Late last night, after a great deal of pressure from Campaign for Liberty members, the Virginia Legislature passed a budget that does not include Medicaid expansion as part of the budget. Campaign for Liberty members in Virginia should stay tuned, however, as Medicaid expansion could, and likely will, be brought up again in a future session. From The Washington Post:
The budget plan calls for holding most state spending at current levels to account for a projected budget shortfall. The rival budget plans produced by the House and Senate during the regular General Assembly session were both more flush, with extra money for state employee pay raises, universities, hospitals and K-12 education.
But those plans died when legislators failed to strike a budget deal before the regular session concluded March 8. McAuliffe, Senate Democrats and three moderate Republicans in that chamber support expanding health-care coverage to as many as 400,000 uninsured Virginians. The GOP-dominated House is firmly opposed, questioning whether Washington can afford to keep its promise to pick up most of the $2 billion-a-year tab.

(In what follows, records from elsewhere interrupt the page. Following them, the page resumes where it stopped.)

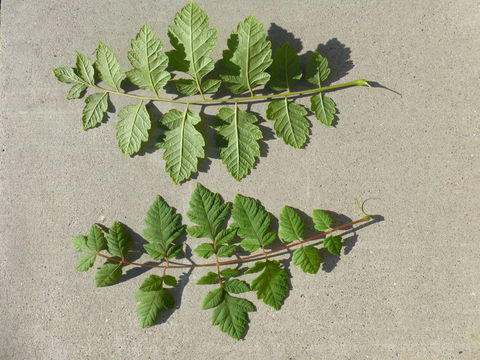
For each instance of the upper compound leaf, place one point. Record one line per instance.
(108, 274)
(119, 240)
(208, 211)
(232, 316)
(163, 228)
(324, 108)
(241, 136)
(291, 225)
(152, 300)
(317, 69)
(272, 284)
(149, 61)
(132, 130)
(183, 144)
(193, 43)
(96, 239)
(308, 258)
(248, 56)
(290, 121)
(108, 66)
(252, 221)
(285, 69)
(321, 220)
(85, 69)
(96, 106)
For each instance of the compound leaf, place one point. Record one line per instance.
(119, 240)
(291, 225)
(321, 220)
(86, 261)
(163, 228)
(317, 69)
(108, 66)
(324, 109)
(285, 70)
(248, 56)
(96, 239)
(96, 106)
(272, 284)
(193, 43)
(183, 144)
(108, 274)
(208, 211)
(308, 258)
(333, 244)
(232, 316)
(241, 136)
(252, 222)
(148, 60)
(132, 130)
(152, 300)
(290, 122)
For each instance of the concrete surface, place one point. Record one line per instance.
(407, 289)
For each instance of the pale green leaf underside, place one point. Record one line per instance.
(183, 144)
(272, 284)
(149, 61)
(108, 66)
(241, 136)
(291, 225)
(324, 108)
(308, 258)
(152, 300)
(290, 122)
(193, 42)
(248, 57)
(108, 274)
(163, 227)
(96, 106)
(132, 130)
(231, 315)
(285, 70)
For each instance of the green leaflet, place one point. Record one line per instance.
(108, 66)
(285, 70)
(272, 284)
(321, 220)
(119, 240)
(241, 136)
(96, 106)
(231, 315)
(308, 258)
(248, 56)
(252, 222)
(163, 228)
(291, 225)
(317, 69)
(152, 300)
(149, 61)
(193, 42)
(85, 69)
(324, 108)
(132, 130)
(183, 144)
(108, 274)
(290, 121)
(96, 240)
(208, 211)
(333, 244)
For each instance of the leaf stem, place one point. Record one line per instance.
(359, 82)
(264, 254)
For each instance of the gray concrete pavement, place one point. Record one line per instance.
(407, 289)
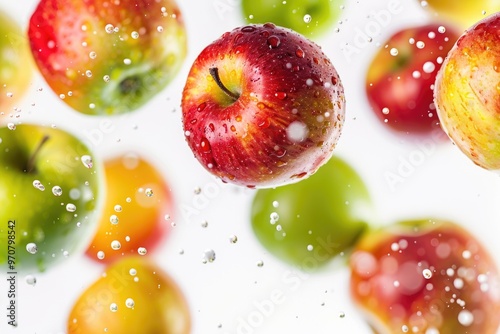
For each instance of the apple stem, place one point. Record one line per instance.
(31, 161)
(214, 72)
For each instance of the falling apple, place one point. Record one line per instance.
(50, 190)
(107, 57)
(467, 94)
(425, 276)
(262, 106)
(401, 75)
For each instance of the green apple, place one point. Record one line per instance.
(50, 192)
(16, 65)
(310, 18)
(310, 222)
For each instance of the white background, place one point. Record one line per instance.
(226, 292)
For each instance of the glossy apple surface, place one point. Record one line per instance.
(52, 192)
(137, 212)
(467, 93)
(262, 106)
(426, 276)
(310, 222)
(311, 18)
(16, 66)
(401, 75)
(462, 13)
(134, 295)
(107, 57)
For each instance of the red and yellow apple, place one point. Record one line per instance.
(425, 276)
(107, 57)
(462, 13)
(401, 75)
(467, 93)
(16, 65)
(134, 295)
(262, 106)
(137, 212)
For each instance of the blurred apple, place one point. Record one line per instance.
(107, 57)
(51, 189)
(463, 13)
(134, 295)
(467, 93)
(16, 65)
(262, 107)
(425, 276)
(311, 18)
(138, 209)
(400, 78)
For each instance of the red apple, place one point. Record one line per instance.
(400, 77)
(262, 106)
(467, 93)
(107, 57)
(426, 276)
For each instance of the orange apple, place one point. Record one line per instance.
(137, 209)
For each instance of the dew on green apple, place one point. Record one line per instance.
(32, 248)
(30, 280)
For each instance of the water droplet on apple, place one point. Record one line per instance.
(70, 207)
(129, 302)
(38, 185)
(32, 248)
(30, 280)
(113, 307)
(273, 41)
(87, 161)
(208, 256)
(113, 219)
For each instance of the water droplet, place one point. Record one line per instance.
(31, 248)
(30, 280)
(38, 185)
(273, 41)
(129, 302)
(208, 256)
(427, 273)
(113, 219)
(87, 161)
(116, 245)
(57, 191)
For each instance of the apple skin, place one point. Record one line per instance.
(463, 13)
(287, 119)
(142, 218)
(467, 95)
(16, 64)
(40, 216)
(399, 87)
(74, 51)
(290, 14)
(428, 276)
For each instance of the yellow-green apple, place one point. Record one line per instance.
(262, 106)
(311, 18)
(134, 295)
(138, 208)
(50, 190)
(16, 65)
(425, 276)
(462, 13)
(467, 93)
(401, 75)
(310, 222)
(107, 57)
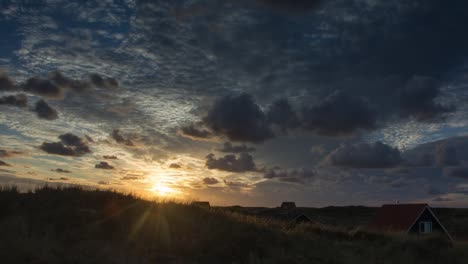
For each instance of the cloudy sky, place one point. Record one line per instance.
(243, 102)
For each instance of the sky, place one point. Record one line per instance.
(246, 102)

State budget officials said the cause of the shortfall was primarily a miscalculation of capital gains tax revenue; forecasters misinterpreted a one-time spike, triggered by an anticipated change in federal tax policy, as a long-term rise that they could count on in the current budget and beyond.
In response to Sen. A. Donald McEachin, D-Henrico who called the vote "immoral," is it not immoral to trap people in a system where they cannot find a doctor and have worse health outcomes than individuals without health insurance?